The police are critical to community life. They deserve to be celebrated, but real problems persist and need to be addressed. Much like the problems afflicting urban schools, which often stem from a long history of classist and racist policies, so too does law enforcement struggle to transcend patterns established by this country’s history. In other words, a police force can be filled with great officers but still struggle; holding these kinds of countervailing ideas is not treason, it’s life.
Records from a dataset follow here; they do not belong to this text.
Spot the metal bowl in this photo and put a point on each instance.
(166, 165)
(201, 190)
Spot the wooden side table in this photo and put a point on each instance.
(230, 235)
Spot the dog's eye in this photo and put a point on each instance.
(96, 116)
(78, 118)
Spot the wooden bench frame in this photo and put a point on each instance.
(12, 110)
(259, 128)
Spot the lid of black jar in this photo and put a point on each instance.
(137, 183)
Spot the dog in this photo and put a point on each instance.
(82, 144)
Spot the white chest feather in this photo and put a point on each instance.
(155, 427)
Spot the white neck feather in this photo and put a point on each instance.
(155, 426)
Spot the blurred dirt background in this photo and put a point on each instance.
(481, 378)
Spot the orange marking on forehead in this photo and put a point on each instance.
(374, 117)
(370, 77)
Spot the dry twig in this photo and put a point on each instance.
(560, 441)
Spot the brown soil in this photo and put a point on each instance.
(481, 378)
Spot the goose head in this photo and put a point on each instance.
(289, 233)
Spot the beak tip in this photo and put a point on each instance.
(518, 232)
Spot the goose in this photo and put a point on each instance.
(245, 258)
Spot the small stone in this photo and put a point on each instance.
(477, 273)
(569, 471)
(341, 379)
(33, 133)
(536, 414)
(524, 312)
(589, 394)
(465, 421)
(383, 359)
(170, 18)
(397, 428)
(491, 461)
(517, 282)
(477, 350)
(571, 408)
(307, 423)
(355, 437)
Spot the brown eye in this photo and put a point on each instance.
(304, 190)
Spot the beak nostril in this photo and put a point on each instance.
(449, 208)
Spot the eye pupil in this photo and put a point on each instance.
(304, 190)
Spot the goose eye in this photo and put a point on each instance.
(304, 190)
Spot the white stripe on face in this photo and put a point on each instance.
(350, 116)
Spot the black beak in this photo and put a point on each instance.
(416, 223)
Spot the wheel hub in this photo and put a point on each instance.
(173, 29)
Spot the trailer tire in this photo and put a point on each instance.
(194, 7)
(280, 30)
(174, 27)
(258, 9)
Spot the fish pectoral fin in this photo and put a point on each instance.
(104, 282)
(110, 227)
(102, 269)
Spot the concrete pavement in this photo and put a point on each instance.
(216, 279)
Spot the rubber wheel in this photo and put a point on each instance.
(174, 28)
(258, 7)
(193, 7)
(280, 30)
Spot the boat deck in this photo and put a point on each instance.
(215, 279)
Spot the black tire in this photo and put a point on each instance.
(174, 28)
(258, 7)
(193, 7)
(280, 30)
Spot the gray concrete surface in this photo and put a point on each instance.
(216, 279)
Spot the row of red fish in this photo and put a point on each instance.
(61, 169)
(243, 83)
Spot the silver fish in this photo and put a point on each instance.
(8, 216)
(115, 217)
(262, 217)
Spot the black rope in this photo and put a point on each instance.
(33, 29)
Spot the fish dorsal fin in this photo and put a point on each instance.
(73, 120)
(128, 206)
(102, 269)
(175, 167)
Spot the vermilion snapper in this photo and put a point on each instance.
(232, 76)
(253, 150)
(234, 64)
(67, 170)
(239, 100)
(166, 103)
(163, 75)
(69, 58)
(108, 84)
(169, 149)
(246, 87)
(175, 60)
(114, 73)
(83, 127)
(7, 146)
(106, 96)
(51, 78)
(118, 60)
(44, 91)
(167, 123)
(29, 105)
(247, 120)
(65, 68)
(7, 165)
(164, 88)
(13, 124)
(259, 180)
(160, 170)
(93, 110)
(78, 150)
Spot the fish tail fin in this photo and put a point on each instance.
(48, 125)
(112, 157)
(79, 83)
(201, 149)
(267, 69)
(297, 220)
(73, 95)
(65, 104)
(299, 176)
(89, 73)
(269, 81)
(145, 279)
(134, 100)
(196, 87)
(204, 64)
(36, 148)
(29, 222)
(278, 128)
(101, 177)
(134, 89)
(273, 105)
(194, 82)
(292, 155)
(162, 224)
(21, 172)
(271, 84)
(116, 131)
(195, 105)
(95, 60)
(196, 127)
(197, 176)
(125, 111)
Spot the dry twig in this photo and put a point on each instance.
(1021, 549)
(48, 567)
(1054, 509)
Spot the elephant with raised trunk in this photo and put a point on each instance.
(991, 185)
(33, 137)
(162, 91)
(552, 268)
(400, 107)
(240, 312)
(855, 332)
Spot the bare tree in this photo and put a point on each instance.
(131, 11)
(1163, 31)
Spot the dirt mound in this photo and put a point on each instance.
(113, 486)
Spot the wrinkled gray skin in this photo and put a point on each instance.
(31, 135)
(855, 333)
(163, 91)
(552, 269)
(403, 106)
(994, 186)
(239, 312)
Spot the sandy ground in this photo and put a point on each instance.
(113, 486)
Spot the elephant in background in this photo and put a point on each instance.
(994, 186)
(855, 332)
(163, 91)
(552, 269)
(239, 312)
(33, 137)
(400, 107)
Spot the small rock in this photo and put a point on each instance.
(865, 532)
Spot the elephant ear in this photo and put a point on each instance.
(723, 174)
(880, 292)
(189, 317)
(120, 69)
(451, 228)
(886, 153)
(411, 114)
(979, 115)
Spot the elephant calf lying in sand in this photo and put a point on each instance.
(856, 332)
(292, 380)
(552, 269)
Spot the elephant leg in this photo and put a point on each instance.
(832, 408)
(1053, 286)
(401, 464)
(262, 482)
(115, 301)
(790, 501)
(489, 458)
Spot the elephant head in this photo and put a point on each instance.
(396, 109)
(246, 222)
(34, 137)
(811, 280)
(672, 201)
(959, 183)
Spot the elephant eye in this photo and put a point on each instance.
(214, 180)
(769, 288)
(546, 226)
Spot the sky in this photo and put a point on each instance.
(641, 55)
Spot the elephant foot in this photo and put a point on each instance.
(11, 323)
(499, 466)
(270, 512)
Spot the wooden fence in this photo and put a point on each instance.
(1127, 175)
 William Dawson to J.E. Springarn, April 10, 1917, II Box L23, NAACP Papers, Manuscript Division, Library of Congress
 Newton D. Baker to Woodrow Wilson, May 17, 1917, Series 4 Case File 152, Folder Negroes 1917 January to July, Woodrow Wilson Papers, Manuscript Division, Library of Congress
 L.S. Curtis to J.E. Springarn, March 4, 1917, II Box L23, NAACP Papers, Manuscript Division, Library of Congress
 Reverend J. Milton Waldron to Woodrow Wilson, April 12, 1917, Series 4 Case File 152, Folder Negroes 1917 January to July, Woodrow Wilson Papers, Manuscript Division, Library of Congress
 Adriane Lentz Smith, Freedom Struggles: African Americans and World War One, (Cambridge, MA: Harvard University Press, 2008), 5.
 Lentz Smith, Freedom Struggles, 178.